Core Concepts
The core message of this paper is to establish the optimal sample complexity of multi-distribution learning paradigms, such as collaborative learning, group distributionally robust optimization, and agnostic federated learning. The authors show that their algorithms can achieve this optimal sample complexity by learning to sample from data distributions on demand.
Abstract
The paper presents a general framework for obtaining optimal and on-demand sample complexity for three multi-distribution learning settings: collaborative learning, group distributionally robust optimization (group DRO), and agnostic federated learning.
Key highlights:
The authors frame multi-distribution learning as a stochastic zero-sum game between a minimizing player (the learner) and a maximizing player (the auditor). This allows them to leverage no-regret game dynamics to efficiently find an approximate min-max equilibrium.
The main technical challenge is that the maximizing player's payoff is more costly to estimate than the minimizing player's, due to the need to sample from multiple data distributions.

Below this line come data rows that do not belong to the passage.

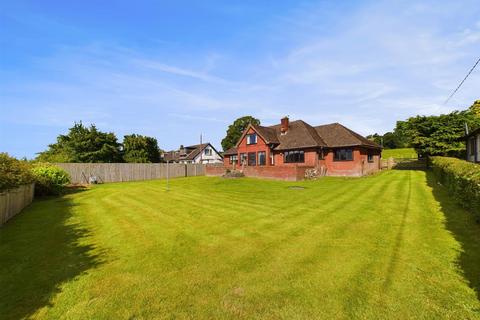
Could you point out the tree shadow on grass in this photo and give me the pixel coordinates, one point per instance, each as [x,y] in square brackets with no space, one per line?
[466,231]
[40,249]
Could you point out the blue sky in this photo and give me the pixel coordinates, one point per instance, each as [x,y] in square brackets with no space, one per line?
[175,69]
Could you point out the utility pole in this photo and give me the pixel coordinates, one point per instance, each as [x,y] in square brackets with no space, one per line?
[168,176]
[201,152]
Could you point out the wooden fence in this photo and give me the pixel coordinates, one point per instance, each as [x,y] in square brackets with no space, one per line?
[122,172]
[13,201]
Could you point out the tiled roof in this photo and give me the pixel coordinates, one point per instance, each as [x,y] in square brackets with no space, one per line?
[336,135]
[189,154]
[302,135]
[231,151]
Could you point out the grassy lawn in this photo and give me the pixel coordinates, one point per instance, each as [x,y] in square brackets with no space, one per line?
[390,246]
[399,153]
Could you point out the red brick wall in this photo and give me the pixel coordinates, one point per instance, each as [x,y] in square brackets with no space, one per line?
[243,147]
[311,159]
[358,167]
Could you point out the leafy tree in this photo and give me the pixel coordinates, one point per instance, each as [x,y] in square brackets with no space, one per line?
[236,129]
[138,148]
[83,144]
[389,140]
[402,136]
[440,135]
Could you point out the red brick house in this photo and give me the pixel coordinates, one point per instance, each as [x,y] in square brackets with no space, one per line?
[289,149]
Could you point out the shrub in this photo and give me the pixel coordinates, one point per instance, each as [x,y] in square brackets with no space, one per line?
[461,178]
[13,172]
[49,179]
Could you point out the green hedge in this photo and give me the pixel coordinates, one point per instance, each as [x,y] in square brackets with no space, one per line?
[49,179]
[13,172]
[461,178]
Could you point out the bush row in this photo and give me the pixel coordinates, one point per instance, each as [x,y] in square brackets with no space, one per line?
[461,178]
[49,179]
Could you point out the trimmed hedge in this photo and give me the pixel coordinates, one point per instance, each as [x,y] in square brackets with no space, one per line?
[49,179]
[461,178]
[13,172]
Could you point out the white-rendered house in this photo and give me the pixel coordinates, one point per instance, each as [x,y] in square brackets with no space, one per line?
[200,153]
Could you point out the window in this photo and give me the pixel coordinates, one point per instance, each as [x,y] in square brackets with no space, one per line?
[262,158]
[321,155]
[243,158]
[252,138]
[343,155]
[294,156]
[252,159]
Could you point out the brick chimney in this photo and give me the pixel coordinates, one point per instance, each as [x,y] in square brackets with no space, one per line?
[284,125]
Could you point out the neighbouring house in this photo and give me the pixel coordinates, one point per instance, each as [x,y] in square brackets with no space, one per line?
[287,150]
[473,146]
[199,153]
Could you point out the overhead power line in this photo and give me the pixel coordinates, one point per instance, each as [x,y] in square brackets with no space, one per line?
[461,83]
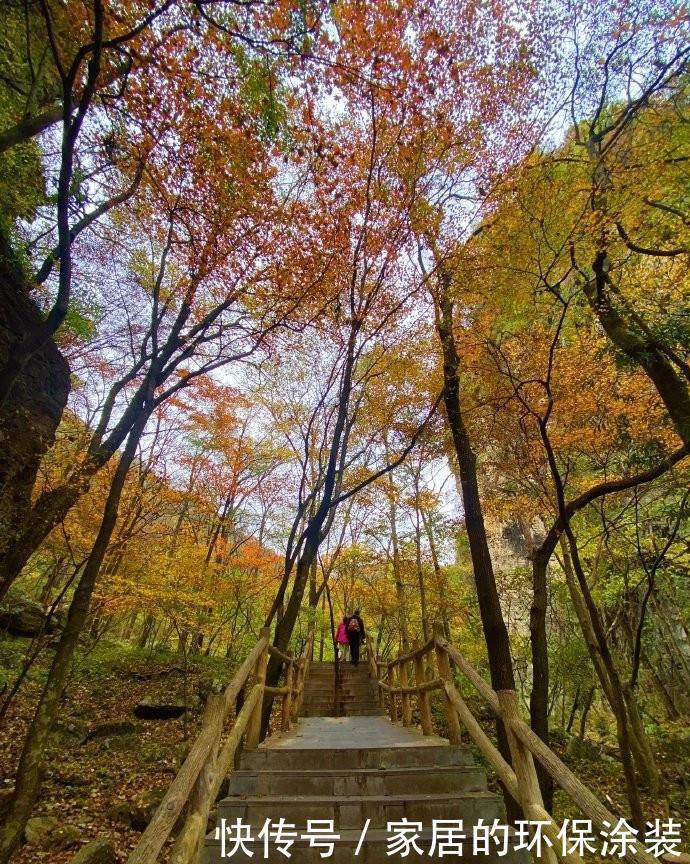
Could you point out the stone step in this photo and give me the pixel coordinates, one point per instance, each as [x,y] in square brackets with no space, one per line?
[330,712]
[360,781]
[307,758]
[350,698]
[373,851]
[353,812]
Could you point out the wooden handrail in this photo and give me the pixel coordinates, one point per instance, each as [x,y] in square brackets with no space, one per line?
[281,655]
[210,759]
[416,652]
[520,778]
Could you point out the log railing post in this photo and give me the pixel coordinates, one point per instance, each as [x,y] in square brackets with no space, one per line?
[392,695]
[405,699]
[298,678]
[254,725]
[444,673]
[422,695]
[523,765]
[287,699]
[200,800]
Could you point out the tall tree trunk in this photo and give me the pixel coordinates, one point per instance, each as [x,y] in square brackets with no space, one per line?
[595,636]
[30,769]
[539,695]
[397,569]
[640,348]
[493,623]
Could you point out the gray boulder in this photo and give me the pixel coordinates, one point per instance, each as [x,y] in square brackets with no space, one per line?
[22,616]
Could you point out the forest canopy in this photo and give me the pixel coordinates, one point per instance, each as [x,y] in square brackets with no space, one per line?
[313,306]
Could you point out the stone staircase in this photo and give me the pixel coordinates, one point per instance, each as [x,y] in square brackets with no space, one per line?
[358,692]
[351,769]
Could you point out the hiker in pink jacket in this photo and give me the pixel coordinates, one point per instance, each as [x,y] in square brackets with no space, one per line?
[341,640]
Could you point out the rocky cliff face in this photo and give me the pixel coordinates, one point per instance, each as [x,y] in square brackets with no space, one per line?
[32,411]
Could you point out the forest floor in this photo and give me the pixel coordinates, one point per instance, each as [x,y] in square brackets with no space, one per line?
[107,770]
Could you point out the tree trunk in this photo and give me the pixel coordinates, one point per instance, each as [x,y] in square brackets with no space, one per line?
[539,696]
[669,384]
[493,623]
[595,637]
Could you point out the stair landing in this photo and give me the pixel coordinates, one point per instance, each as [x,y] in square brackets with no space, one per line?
[349,733]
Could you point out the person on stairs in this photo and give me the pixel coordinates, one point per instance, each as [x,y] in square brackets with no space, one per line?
[341,640]
[356,635]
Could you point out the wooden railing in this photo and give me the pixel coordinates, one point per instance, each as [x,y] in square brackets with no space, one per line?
[212,753]
[427,668]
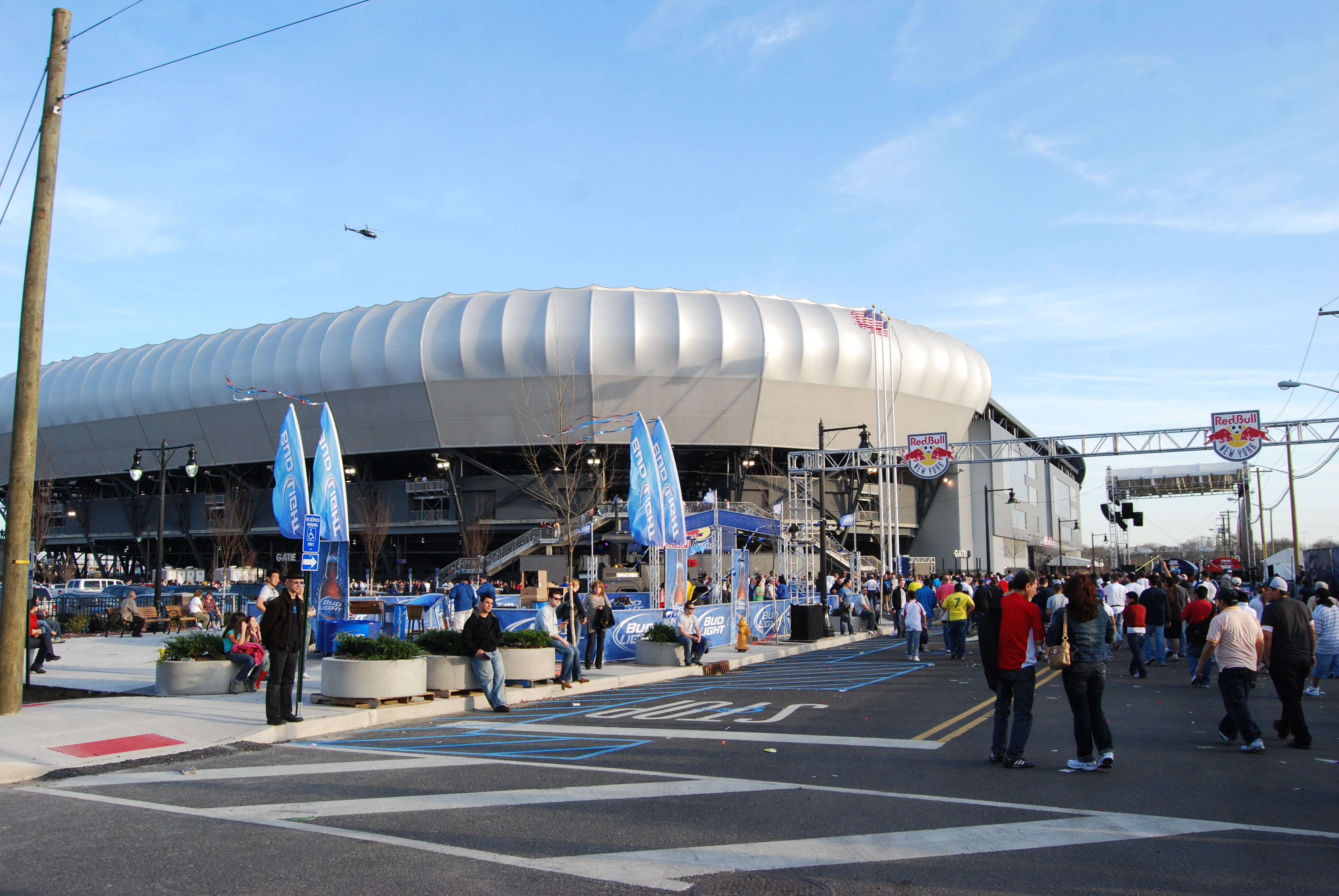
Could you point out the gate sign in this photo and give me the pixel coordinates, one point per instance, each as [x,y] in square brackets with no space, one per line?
[1236,436]
[929,455]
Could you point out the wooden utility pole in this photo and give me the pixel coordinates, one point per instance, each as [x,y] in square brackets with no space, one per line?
[23,447]
[1293,503]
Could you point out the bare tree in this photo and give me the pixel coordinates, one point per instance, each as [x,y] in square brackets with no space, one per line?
[371,520]
[43,495]
[230,517]
[562,480]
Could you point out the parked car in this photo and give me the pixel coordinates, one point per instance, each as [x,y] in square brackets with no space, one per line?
[89,585]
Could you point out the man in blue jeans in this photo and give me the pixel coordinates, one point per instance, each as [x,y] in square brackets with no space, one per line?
[481,642]
[690,635]
[1014,654]
[547,622]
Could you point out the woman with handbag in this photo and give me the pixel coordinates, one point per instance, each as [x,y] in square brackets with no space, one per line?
[599,620]
[1078,643]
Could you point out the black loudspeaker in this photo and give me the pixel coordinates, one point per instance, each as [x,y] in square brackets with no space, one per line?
[806,622]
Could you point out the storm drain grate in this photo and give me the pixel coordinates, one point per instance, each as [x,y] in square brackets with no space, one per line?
[761,885]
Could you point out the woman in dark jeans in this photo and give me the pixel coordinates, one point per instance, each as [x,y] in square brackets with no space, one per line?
[1092,631]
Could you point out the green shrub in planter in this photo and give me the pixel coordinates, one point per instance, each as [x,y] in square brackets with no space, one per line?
[441,642]
[662,634]
[525,640]
[192,646]
[384,647]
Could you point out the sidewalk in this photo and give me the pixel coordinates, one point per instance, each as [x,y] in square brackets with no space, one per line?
[101,730]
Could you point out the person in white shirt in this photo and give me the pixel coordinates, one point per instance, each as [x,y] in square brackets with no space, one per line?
[690,635]
[268,591]
[914,620]
[547,622]
[197,608]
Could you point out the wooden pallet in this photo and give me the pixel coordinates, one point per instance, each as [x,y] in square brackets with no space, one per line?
[371,702]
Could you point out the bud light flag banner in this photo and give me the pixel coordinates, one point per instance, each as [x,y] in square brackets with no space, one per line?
[290,499]
[643,501]
[1236,436]
[329,497]
[929,455]
[671,497]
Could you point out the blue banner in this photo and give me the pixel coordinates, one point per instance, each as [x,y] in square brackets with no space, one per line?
[290,497]
[667,488]
[643,495]
[329,497]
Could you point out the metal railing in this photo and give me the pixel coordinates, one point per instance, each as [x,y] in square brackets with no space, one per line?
[432,487]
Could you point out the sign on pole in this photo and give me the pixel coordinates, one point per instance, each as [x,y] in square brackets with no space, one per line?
[311,543]
[1236,435]
[929,455]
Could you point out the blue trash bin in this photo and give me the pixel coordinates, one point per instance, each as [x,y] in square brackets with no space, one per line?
[330,630]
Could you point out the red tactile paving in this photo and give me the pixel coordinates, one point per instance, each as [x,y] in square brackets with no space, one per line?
[116,745]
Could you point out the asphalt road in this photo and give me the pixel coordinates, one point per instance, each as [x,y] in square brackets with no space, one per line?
[851,767]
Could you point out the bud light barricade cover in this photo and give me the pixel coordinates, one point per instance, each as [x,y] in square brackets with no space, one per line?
[290,499]
[331,582]
[643,495]
[677,580]
[667,481]
[766,619]
[740,583]
[329,497]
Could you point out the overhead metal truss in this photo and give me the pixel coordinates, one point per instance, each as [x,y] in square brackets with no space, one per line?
[1315,432]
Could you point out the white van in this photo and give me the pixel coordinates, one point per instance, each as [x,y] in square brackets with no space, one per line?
[90,585]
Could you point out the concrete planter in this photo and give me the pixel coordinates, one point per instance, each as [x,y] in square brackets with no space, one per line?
[523,665]
[183,678]
[450,674]
[658,654]
[374,678]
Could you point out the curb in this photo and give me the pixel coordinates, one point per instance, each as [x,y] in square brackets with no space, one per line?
[17,772]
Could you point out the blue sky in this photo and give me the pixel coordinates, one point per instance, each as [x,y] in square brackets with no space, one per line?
[1129,208]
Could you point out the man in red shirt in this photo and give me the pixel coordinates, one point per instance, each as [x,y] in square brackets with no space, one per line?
[1015,660]
[1136,633]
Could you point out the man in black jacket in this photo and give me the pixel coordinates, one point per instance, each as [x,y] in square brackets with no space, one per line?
[481,641]
[282,629]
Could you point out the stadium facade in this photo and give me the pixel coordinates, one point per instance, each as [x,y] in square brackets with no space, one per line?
[441,402]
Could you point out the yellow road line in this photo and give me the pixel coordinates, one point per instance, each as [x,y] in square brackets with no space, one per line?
[981,706]
[966,728]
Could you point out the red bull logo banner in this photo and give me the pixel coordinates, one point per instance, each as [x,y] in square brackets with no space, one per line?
[1236,436]
[929,455]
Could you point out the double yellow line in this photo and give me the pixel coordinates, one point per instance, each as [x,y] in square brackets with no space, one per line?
[926,736]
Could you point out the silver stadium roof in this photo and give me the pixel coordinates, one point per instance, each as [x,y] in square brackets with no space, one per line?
[468,372]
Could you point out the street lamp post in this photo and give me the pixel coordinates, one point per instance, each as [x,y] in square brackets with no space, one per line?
[990,507]
[1060,531]
[165,453]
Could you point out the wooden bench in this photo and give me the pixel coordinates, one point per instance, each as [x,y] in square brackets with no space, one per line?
[176,615]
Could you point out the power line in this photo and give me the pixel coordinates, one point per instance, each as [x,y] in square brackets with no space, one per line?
[21,175]
[27,116]
[108,19]
[358,3]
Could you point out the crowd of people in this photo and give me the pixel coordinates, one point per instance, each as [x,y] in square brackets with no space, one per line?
[1078,625]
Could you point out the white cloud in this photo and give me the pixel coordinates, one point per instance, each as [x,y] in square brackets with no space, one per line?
[709,25]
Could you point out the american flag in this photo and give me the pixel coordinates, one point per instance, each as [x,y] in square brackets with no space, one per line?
[872,320]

The authors overcome this by using stochastic mirror descent to optimally trade off the players' asymmetric needs for datapoints.
For collaborative learning, the authors provide randomized and deterministic models that achieve optimal sample complexity, improving upon previous results.
For group DRO, the authors provide the first sample complexity bounds, as well as high-probability bounds on the convergence of the training error.
For agnostic federated learning, the authors show that on-demand sampling can accelerate generalization by a factor of n compared to batch results.
The authors' results demonstrate that multi-distribution learning can be solved efficiently using on-demand sampling, with only an additive increase in sample complexity over learning a single distribution.